Male boxers will contest matches in these seven weight classes:
Female boxers will contest matches in these six weight classes:
It has been confirmed that preliminary boxing bouts will take place at Arena Paris Nord in Villepinte, with the medal rounds (semi-finals and finals) being staged at the iconic Roland Garros Stadium; the home to the French Open (tennis).
Boxing was first contested at the Olympic Games in 1904 as a men's event and has featured as part of the program ever since, with the exception of 1912 Games in Stockholm.
As the sport was banned by Swedish Law at the time of the 1912 Games, boxing was unable to be contested.
Women's boxing was introduced at London 2012 and the forthcoming Paris Games will represent the 27th occasion that the sport has featured as part of a Summer Olympics.
All 13 weight classes across both men's and women's events will operate as a single-elimination tournament.
For weight classes with 16 boxers participating, the event will begin at the Round of 16, and for weight classes whereby there are a greater number of competitors, a preliminary round will take place before the Round of 16.
Two bronze medals will be awarded in each weight class to the semi-final losers, with the winner of the final capturing Olympic gold and the loser taking home a silver medal.
In total 52 medals will be handed out in Boxing at the 2024 Olympics.
All men's boxing bouts will be three rounds of three minutes with women's bouts featuring four rounds of two minutes.
The draw to determine the bracket for all 13 weight classes will be completed electronically, and will take place 24 hours ahead of the first event of the Olympic Games.
Fighters are, indeed, seeded, based on their amateur records, to prevent them from facing each other in the early stages of the competition.

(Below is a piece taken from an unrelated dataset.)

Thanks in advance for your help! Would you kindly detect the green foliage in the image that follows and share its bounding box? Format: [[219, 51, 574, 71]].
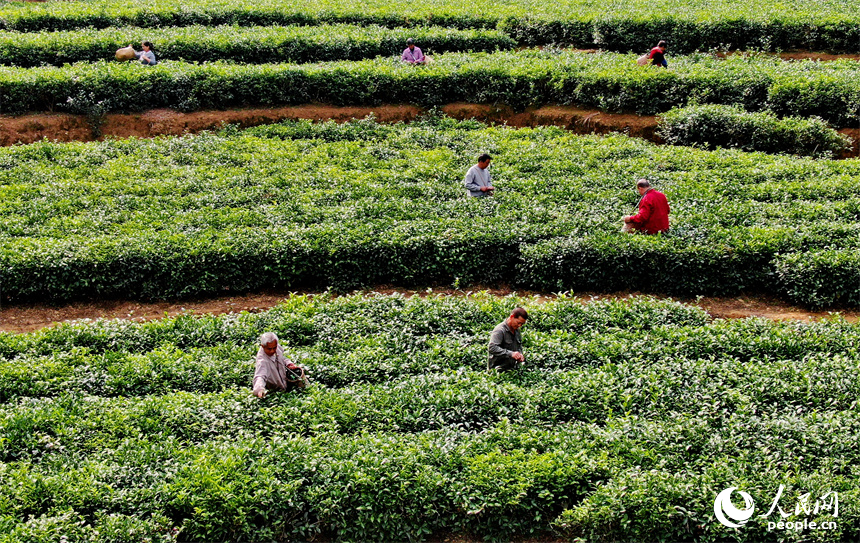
[[0, 117, 860, 303], [0, 0, 860, 53], [0, 293, 860, 543], [658, 104, 851, 158], [776, 249, 860, 307], [0, 25, 516, 67], [0, 50, 860, 126]]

The IBA have confirmed that medallists will receive prize-money in 2024 for the first time.
Olympic champions will be awarded $100,000 (£78,720), $50,000 (£39,360) for silver medals and $25,000 (£19,680) for bronze.

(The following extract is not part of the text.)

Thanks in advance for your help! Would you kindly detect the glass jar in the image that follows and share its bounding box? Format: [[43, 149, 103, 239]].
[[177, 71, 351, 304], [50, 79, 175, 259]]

The move comes just a few months after the World Athletics announced that it would become the first international federation to award prize money at the Paris Games.
Some of the biggest names in British boxing, including Anthony Joshua and Natasha Jonas, shone on the Olympic stage prior to turning professional.

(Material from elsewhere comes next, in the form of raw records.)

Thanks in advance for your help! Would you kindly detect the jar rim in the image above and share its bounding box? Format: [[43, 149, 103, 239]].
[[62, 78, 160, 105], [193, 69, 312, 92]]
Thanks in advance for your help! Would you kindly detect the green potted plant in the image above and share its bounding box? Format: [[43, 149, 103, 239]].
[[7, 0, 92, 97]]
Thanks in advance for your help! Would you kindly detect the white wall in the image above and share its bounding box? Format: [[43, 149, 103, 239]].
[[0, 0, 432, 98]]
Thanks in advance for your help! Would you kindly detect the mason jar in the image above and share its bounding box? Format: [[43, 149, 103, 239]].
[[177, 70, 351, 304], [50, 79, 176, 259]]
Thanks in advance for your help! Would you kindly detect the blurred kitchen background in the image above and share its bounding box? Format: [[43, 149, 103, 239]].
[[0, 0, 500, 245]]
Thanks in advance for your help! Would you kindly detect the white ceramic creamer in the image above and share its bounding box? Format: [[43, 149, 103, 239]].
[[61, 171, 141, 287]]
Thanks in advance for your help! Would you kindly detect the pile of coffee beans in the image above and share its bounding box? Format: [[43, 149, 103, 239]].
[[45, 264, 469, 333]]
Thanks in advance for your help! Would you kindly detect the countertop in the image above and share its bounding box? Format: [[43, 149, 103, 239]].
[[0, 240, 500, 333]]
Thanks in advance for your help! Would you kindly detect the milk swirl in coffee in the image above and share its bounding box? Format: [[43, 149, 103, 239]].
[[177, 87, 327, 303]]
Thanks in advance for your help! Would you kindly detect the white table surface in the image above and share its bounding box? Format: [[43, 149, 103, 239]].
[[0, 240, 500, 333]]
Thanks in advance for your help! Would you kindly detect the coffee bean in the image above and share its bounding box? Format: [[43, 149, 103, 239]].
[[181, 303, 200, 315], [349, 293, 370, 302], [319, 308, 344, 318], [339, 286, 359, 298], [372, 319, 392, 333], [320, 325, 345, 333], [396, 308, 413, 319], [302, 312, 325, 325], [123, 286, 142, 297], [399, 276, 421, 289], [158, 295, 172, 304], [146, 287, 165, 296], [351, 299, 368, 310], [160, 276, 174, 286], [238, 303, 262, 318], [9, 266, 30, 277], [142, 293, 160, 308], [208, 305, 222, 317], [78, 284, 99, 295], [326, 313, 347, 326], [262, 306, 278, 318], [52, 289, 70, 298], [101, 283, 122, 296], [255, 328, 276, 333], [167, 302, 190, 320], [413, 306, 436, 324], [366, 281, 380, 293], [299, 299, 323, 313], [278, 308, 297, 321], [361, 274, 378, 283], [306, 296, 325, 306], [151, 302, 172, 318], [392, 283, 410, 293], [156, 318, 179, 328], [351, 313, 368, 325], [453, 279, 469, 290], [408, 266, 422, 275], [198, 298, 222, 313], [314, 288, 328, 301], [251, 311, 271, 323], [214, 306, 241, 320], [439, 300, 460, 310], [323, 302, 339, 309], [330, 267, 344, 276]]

And whilst some of the fighters set to step inside the ropes this summer are likely to be relatively unknown to the masses, there will be a handful who do in fact go on to enjoy a career at the very highest level.
Delicious Orie is a fighter that many are tipping to capture a medal this year, with the Wolverhampton-born amateur already drawing comparisons to 2012 Gold medallist Joshua.
Orie and AJ have already sparred together, and both came into the sport very late, with Orie, like the two-time heavyweight world champion, beginning his amateur career at 18.
Women's welterweight hope Rosie Eccles is another competitor who could go deep in the 66kg class, having captured a European bronze medal to secure her spot and achieve a lifelong Olympic dream this summer.
Team GB have taken home a total of 62 Olympic medals in boxing over the years, a record that only the United States (117) and Cuba (78) can better.
In total, Britain boast an overall tally of 20 gold medals, 15 silvers and 27 bronze.
Nation: | Gold: | Silver: | Bronze: | Total: |
United States | 50 | 27 | 40 | 117 |
Cuba | 41 | 19 | 18 | 78 |
Great Britain | 20 | 15 | 27 | 62 |
Italy | 15 | 15 | 18 | 48 |
Soviet Union | 14 | 19 | 18 | 51 |
Team GB enjoyed a stellar Olympic boxing campaign last time out, capturing six medals - two of each colour!
BOXXER's Lauren Price, who recently became a unified welterweight world champion, and Galal Yafai both earned golds in their respective middleweight and flyweight divisions, whilst Ben Whittaker and Pat McCormack took home silver.
There were also podium finishes for Frazer Clarke and Karriss Artingstall, both of whom, like Whittaker, now fall under the BOXXER promotional banner.
None of the six have yet to lose a professional bout, and all hold genuine aspirations of becoming world champions in the future.
There has been a plethora of boxers to have successfully made the grade at professional level after capturing medals at the Olympic Games.
Muhammad Ali, Sugar Ray Leonard and George Foreman are just three of the sport's grandest names to have become world champions on the back of podium finishes in the Summer Games.
In more recent times, recently crowned undisputed heavyweight champion Oleksandr Usyk and British star Anthony Joshua, also captured Olympic gold.